# Interesting looking top swimmers



## Jaws

I'm trying to decide on some medium-small sized top swimming fish. My tank has 2 plecos, clown loaches, neon tetras, platys, and zebra danios. Any suggestions? The loaches are all over the place but other than that they all stick to the middle or bottom. Maybe angelfish would be a good choice?


----------



## J-Pond

What size tank do you have? Angels require a rather large tank as they can grow to 6" diamater.


----------



## tinman

i have a similar question 

what can i do for top swimmers for my tank ? ?

id like some thing that looks nice and swims slow


----------



## automatic-hydromatic

yeah tank size is pretty important here

I'm hoping it's a good size considering you have clown loaches AND plecos


Gouramis are nice. They're labyrinth fish and bubble nest builders, so they tend to hang out near the surface. Dwarfs only grow to about 3" and the males are very colorful fish. My user avatar is one of the Powder Blue Dwarf Gouramis in my 30 gallon


----------



## susankat

If you have a full hood, and the tank is big enough butterfly fish are cool looking.
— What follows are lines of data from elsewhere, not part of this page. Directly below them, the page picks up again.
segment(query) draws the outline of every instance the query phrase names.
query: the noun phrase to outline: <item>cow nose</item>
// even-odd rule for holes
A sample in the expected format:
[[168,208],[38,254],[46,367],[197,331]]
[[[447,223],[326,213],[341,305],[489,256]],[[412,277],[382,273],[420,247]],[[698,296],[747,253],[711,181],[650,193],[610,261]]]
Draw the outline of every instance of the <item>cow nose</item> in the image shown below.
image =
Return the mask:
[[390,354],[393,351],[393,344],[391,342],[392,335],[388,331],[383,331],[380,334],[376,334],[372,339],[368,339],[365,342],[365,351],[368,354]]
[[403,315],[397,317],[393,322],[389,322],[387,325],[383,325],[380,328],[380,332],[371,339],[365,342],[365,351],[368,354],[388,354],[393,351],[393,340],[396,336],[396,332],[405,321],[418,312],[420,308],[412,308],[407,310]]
African Butterflyfish, Freshwater Butterflyfish, Butterfly fish, Pantodon buchholzi


----------



## majerah1

Anabantids are good choices for top dwellers.The gouramis recommended above are good and depending on your confidence in your fish keeping skills,some wild bubblenesting bettas would be ok with tankmates as well.Oh and depending on the tank size as well.


----------



## tinman

for me ? ?  
my tank and population in my signature  

please suggest me something 
i thought ill get Dwarf gauramis but the one in my tank the honey gaurami would def fight with another gaurami 

come on, it wont even backoff from my bolivian ram


----------



## tinman

and when the altispinosa flares at it, man honey gaurami turns soo colorful and the bottom part is totally black


----------



## automatic-hydromatic

susankat said:


> If you have a full hood, and the tank is big enough butterfly fish are cool looking.
> 
> African Butterflyfish, Freshwater Butterflyfish, Butterfly fish, Pantodon buchholzi


I'd put one of those in my planted community tank if I knew that A) he wouldn't compete with my Dwarf Gouramis for surface area, and B) he wouldn't eat my Guppies, lol


----------